Friday 4th Sep 2020

Choosing the right funding solution can certainly be a challenge in today’s market, with so many options to choose from. In this article, we’ll take a look at how a confidential invoice discounting facility might be an option for some businesses. It’s not as common as a loan or overdraft, but is nonetheless a popular option for British businesses, particularly those that have cash flow issues as a result of late payment of invoices.
Who is it for?
Invoice discounting is specifically designed for businesses that struggle with late invoices, and the cash flow difficulties that come with them. In some industries it can be really common for customers not to pay their invoices for 30 or even 60 days. This means lots of cash can be tied up, which might be needed for everything from payroll to new stock. Invoice finance can combat this by releasing most of the value of an invoice almost as soon as it gets raised. Discounting is just one type of invoice finance, and we’ll look at why shortly.

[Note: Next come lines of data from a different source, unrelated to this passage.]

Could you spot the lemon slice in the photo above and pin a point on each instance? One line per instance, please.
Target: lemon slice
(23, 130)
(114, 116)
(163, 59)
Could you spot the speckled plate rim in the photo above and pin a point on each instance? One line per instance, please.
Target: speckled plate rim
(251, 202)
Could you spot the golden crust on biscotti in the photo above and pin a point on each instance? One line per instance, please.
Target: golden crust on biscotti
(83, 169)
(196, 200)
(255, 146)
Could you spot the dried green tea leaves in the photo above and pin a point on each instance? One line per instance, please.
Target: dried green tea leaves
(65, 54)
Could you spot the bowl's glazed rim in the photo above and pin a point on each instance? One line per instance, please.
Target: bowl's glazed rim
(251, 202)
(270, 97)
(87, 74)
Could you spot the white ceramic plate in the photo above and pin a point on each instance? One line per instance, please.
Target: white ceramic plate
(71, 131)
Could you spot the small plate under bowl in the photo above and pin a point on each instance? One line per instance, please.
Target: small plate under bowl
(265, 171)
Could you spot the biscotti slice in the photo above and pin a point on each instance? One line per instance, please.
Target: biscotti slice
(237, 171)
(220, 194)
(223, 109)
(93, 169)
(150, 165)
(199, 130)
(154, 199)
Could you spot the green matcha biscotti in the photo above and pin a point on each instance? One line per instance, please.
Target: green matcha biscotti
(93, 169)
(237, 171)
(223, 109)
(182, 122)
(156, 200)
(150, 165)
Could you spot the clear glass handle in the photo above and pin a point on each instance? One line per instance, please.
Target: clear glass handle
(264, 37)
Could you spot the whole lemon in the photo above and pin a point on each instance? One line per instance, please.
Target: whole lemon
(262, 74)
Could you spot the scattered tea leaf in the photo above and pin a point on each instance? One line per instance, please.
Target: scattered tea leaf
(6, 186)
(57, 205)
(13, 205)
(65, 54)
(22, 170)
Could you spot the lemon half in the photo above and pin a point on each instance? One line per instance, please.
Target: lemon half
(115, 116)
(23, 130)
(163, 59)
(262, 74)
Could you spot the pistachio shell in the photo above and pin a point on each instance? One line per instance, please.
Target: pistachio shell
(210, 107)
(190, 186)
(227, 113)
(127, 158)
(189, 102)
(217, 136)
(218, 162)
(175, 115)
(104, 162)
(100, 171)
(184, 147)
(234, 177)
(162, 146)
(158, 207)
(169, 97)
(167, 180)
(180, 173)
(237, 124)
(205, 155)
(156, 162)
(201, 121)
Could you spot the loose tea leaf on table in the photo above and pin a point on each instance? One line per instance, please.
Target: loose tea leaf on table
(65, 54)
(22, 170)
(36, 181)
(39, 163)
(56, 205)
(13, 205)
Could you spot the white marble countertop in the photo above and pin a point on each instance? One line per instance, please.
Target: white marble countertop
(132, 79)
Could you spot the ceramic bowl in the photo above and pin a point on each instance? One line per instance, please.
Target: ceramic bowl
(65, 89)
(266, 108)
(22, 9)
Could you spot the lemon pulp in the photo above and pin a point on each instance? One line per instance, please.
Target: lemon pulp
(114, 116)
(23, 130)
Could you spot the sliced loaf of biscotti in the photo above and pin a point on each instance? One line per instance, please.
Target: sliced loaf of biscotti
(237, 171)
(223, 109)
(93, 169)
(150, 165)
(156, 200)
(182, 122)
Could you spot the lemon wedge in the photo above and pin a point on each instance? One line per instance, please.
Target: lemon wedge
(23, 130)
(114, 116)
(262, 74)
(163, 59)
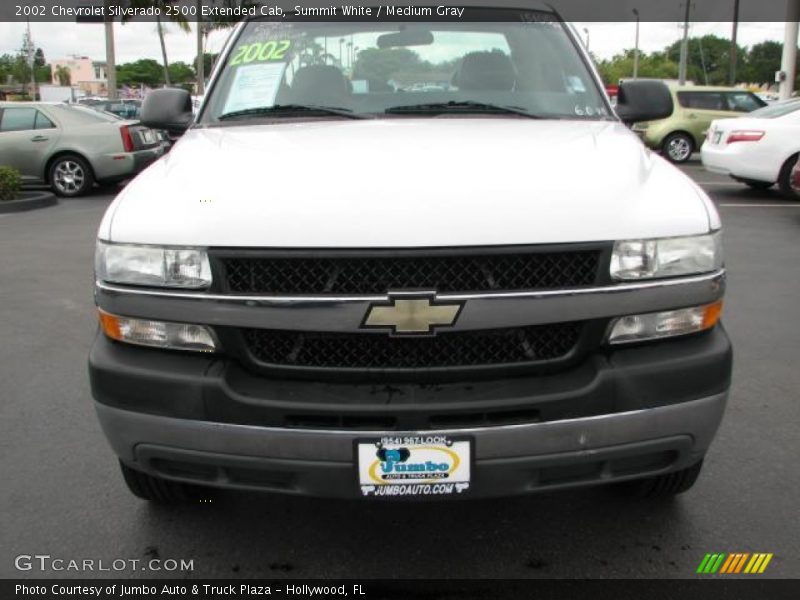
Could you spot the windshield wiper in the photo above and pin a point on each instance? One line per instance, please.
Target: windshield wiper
(462, 107)
(289, 109)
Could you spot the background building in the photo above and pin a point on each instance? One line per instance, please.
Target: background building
(88, 75)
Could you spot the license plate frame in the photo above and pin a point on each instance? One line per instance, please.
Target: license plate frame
(414, 465)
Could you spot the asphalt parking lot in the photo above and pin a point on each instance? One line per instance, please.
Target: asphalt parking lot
(63, 494)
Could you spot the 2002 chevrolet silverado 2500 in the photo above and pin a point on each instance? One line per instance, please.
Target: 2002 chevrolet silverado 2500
(409, 259)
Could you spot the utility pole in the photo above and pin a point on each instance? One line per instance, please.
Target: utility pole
(734, 49)
(684, 46)
(636, 47)
(201, 59)
(111, 68)
(29, 51)
(788, 72)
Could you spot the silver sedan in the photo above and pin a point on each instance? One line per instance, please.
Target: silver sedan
(71, 147)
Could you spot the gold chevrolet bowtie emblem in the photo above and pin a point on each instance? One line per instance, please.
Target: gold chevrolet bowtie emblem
(412, 315)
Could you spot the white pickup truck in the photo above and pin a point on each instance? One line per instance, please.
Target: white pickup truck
(409, 259)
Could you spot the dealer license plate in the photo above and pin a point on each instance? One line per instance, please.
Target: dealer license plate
(414, 465)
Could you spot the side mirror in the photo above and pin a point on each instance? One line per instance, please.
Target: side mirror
(643, 100)
(169, 109)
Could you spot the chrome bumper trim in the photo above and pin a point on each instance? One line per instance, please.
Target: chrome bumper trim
(346, 313)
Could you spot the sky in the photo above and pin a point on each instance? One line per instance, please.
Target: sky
(140, 40)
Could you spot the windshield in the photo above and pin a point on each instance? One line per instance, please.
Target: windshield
(776, 110)
(382, 69)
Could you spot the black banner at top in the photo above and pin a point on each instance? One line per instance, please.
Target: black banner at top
(95, 11)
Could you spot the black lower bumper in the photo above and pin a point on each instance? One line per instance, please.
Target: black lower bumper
(630, 413)
(212, 389)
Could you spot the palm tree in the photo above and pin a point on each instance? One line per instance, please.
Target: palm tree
(178, 19)
(63, 75)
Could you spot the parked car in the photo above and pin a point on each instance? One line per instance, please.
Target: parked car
(330, 293)
(683, 132)
(70, 147)
(760, 149)
(794, 179)
(123, 108)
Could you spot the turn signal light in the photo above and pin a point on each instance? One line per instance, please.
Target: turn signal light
(157, 334)
(670, 323)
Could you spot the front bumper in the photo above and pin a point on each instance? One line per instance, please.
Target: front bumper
(738, 161)
(630, 413)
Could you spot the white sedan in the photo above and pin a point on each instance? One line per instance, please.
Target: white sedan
(759, 149)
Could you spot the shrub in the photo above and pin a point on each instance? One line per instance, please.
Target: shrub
(10, 182)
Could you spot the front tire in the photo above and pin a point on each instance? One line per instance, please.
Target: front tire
(678, 147)
(155, 489)
(70, 176)
(784, 183)
(662, 486)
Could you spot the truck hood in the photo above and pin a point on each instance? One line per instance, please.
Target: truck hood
(407, 183)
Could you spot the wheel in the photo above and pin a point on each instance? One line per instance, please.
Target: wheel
(757, 185)
(662, 486)
(70, 175)
(678, 147)
(784, 179)
(156, 489)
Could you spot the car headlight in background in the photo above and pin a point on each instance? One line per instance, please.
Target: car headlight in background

What does the facility do?
An invoice discounting facility is actually quite simple once you’ve got it all set up with your chosen provider. You’ll do business as normal, but when you send your customer an invoice, you’ll also send that invoice to your chosen finance provider. If everything is correct, they’ll transfer you most of the value of that invoice straight away. When the customer pays the invoice, you’ll then get the rest of the money. There are of course fees associated with invoice finance - both in terms of a monthly cost that’s based on your turnover, and interest on each invoice. Checking what the fees are, and if there are any setup costs, is always a good idea when trying to compare different products.
Why is it confidential?
Invoice discounting is just one type of invoice finance, and it’s especially designed for companies that want to keep the agreement between them and their finance provider. There can be a number of reasons for this. One of the most common is that businesses want to keep as many of the same processes and relationships as they always have. Versus an alternative such as factoring, discounting allows for a more seamless transition to a new way of processing invoices. However, it’s always a good idea to do the proper research to determine which product is best for your circumstances. Some businesses would find value in factoring, whereby credit control is taken care of by the finance provider.